PITTSBURGH - Game 7 will be the end of the line for either the Rangers or the Pittsburgh Penguins, but what that end actually means depends on the team.
For the Rangers, who won a Game 7 in their previous series and battled back from a brutal schedule, a death in their extended family and a three-games-to-one deficit against the Penguins, this season will be regarded as a success no matter the outcome Tuesday night.
But for the Penguins, a defeat is likely to mark the end of an era. The team that won the Stanley Cup in 2009 but proceeded to implode in the playoffs every year since would almost surely be broken up. 'No, I don't,' Coach Dan Bylsma said Tuesday morning when he was asked if he thought of Game 7 as a franchise-defining game. 'We're in Game 7 to advance to the conference final. I'm not looking at a bigger picture than that.'
But in defeat, the bigger picture could well include Bylsma's firing. Goalie Marc-Andre Fleury would probably be gone. And most landscape altering of all, the gold dust duo, Sidney Crosby and Evgeni Malkin, could well be broken up, with Malkin potentially dangled as trade bait to acquire a franchise defenseman who would add the kind of postseason backbone the Penguins often seemed to lack.
A defeat could also sully Crosby's shining reputation as a clutch player. He would no longer be known only as Canada's gold medal hero and the youngest captain ever to hoist the Stanley Cup. He would also be marked down as a player who loses his concentration at playoff time and resorts to unseemly cheap shots. 'I don't think we look at it the way you said it,' Crosby said Monday when asked if he thought of Tuesday's game as possibly the end of something. 'We look at it as a great opportunity.'
Since Bylsma took over in the middle of the 2008-9 season, the Penguins have been an exciting, glamorous and high-powered team. Their consistent regular-season success has come despite a long series of injuries. Crosby had a 14-month recovery from concussion, then had his jaw broken by an errant shot; Malkin injured both knees, and needed an operation on one knee to repair torn ligaments; this season, the Penguins lost more than 500 man-games to injury. But the Penguins consistently self-destructed in the playoffs, most recently in 2012, when the Philadelphia Flyers aggravated Crosby to the point of distraction, and in 2013, in an embarrassing third-round sweep by the Bruins.

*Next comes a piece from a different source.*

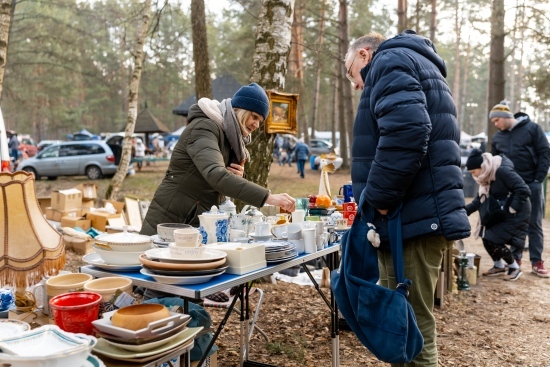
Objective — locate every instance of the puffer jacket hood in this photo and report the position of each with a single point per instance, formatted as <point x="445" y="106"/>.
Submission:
<point x="421" y="45"/>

After that, General Manager Ray Shero extended Bylsma's contract through the 2015-16 season (and later helped select Bylsma as the United States Olympic coach). But the veteran coach Jacques Martin was also hired to help Bylsma on the bench, and the goaltending coach was replaced to try a new approach to help the shaky Fleury. Going into Game 7, Crosby, the N.H.L.'s scoring champion, has been the biggest struggler of all. He had just one goal in 12 postseason games, and he melted down in Sunday's Game 6 loss to the Rangers. He speared Dominic Moore in the groin, slew-footed Dan Girardi and crosschecked Brian Boyle in the lower back - acts of frustration and petulance that have increasingly defined Crosby's postseason performance in recent years.

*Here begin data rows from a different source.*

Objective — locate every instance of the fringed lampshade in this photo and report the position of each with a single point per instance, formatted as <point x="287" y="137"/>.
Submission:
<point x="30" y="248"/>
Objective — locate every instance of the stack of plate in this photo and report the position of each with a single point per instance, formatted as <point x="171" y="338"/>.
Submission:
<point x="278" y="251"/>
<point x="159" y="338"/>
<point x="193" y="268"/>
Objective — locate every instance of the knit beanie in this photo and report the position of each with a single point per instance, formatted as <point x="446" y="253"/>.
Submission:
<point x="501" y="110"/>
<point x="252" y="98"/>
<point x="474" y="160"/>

Of course, a Game 7 victory would change everything for Pittsburgh. After all, in 2011 Claude Julien was about to lose his job as Boston coach and the Bruins roster was about to be broken up. But the Bruins beat Montreal in overtime in Game 7 of their first-round series, then went on to win the Cup. The same could happen for the Penguins.
If the Rangers win Game 7 Tuesday night, everything that comes afterward is gravy. They had an excellent second half of the regular-season under their first-year coach, Alain Vigneault, and made the playoffs for the eighth time in the last nine seasons. They showed resiliency in beating the Flyers in seven, and have showed still more against the Penguins while rallying around Martin St. Louis, whose mother died last week. Vigneault has done what General Manager Glen Sather hired him to do: make the Rangers a more offense-minded team and bring a calming influence after the turmoil of John Tortorella's coaching tenure. He has also led the Rangers far into the postseason, and if the Rangers win Game 7, they will be in the conference finals for only the second time since 1997.
A defeat, however, would lead to the important questions the Rangers must answer in any event. Will they use their last compliance buyout on Brad Richards and his expensive contract, even though he had a strong bounceback season? Or might Sather surprise, as he has so often, and exercise the buyout on Rick Nash, who went into Game 7 with just one goal in 25 playoff games as a Ranger?
For one team, one set of questions will loom Wednesday morning. The other, happier team will move on to Montreal or Boston.